The system was taken to sea out from San Diego for full scale tests where it was deployed from the “R/V Robert Gordon Sproul,” a 40-metre research vessel. The dragline was transferred to the newly launched 210-metre, 41,000-ton vessel, the “USNS Washington Chambers (T-AKE11)” which towed the sea anchor for release, drag and steerage tests. The system performed 100 percent in every area and was an unqualified success. The client has since compiled a list of 43 potential uses for Coppins Sea Anchors, including possible applications for oil companies. After the successful tests the US Navy said, “These guys are like MacGyver - give them a problem and they’ll have a solution next day!”
Our trips to Spain and Cyprus in 2012 and 2013 were to conduct testing aboard Fairmount Marine's 16,000 horse power tugs. This was for the purpose of testing how much force Coppins Sea Anchors could handle. We knew that we were pushing boundaries in relation to strength in the field of commercial para sea anchors and wanted to collect data on break loads and force loadings. We worked with SRI International on these tests and the drag force data that they were able to capture confirmed our beliefs that we make the toughest par sea anchors. We ended up smashing the 500kg 250 ton force meter during one of the high speed large scale deployments and broke the high strength rode that was rated to 243 tons (see gallery).

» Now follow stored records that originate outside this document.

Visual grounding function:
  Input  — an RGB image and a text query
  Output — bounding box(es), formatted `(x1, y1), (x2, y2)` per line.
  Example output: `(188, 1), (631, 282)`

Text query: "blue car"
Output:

Upon retrieval we saw that the Coppins Para Sea Anchor was completely undamaged during the test, we just needed to have a bigger rode! We conducted many tests on a variety of sizes of our Super Strength Para Sea Anchors and we were extremely proud as to how they performed. Our smaller 7.5 metre Coppins Super Strength Para Sea Anchor was deployed at 10 knots and sustained forces in excess of 150 tons unscathed. On the final day of testing the weather did us a favour and the sea state increased and we were able to conduct testing in conditions that could prove dangerous should a vessel become disabled.
We go around the world to test Coppins Super Strength Para Sea Anchors. Using the biggest commercial boats in the roughest seas is the only way to know that our para sea anchors will perform when your safety is on the line.